This last year something changed. Biebz. Got. Good.
Imagine this: It’s 2015, you are driving along blasting the radio, rocking out to a new tune (and probably awkward car dancing). After the song finishes the radio host announces that the last song was the latest release from Justin Bieber. I would argue that over 90 percent of you immediately started hating yourself for actually enjoying the song. So, why the Bieber shame?
I’ll admit I was never much of a belieber. Sure, in the beginning my interest was piqued. He was one of those miracle stories – plucked from total obscurity by a celebrity to go on and become a household name. A mini Ken doll with the voice of an angel and backed by Usher – what was not to like? However as his fame grew (assemble teeny boppers everywhere) and his songs … well, one was called “Eenie Meenie” #needisaymore; my care factor regarding Biebz’ music dropped significantly.
Watch Justin Beiber’s video for ‘Baby’. Post continues below.

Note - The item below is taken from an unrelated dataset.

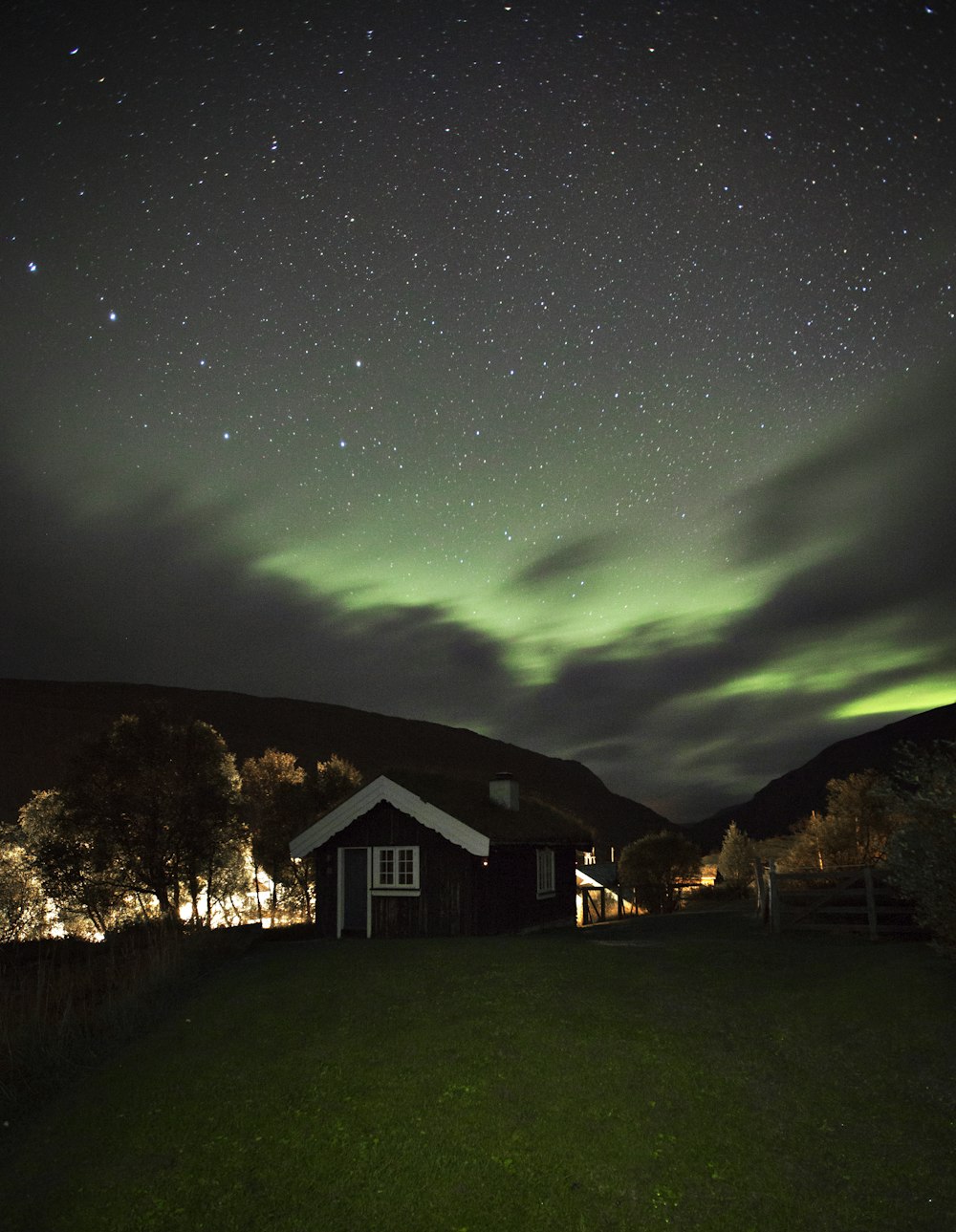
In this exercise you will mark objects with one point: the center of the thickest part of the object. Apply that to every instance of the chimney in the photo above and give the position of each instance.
(503, 791)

To be fair to Biebz maybe it was the age difference. I had four years longer on this earth than he did. While he was singing about babies (so appropriate because he practically was one) I was going to house parties and getting drunk on two vodka cruisers #killingit. The guy was just not old enough to relate to me and my pre-adult issues (like how was Ryan ever going to deal with Marissa’s death #cannotdeal #oc4eva).
Over the years I’d hear announcements of Biebz dropping hit single after hit single (none of which I can actually remember) but what interested me more was how much of an #epicfail he was becoming. Initially it would be rumours of minor mishaps like the time he didn’t know what “German” was, adding “We don’t say that in America” #blessyoubiebz #fyiyouarecanadian #iknowitsconfusing. However, over time Biebz’ downfalls appeared to occur every other week, and they weren’t mere rumours anymore, they were breaking headlines.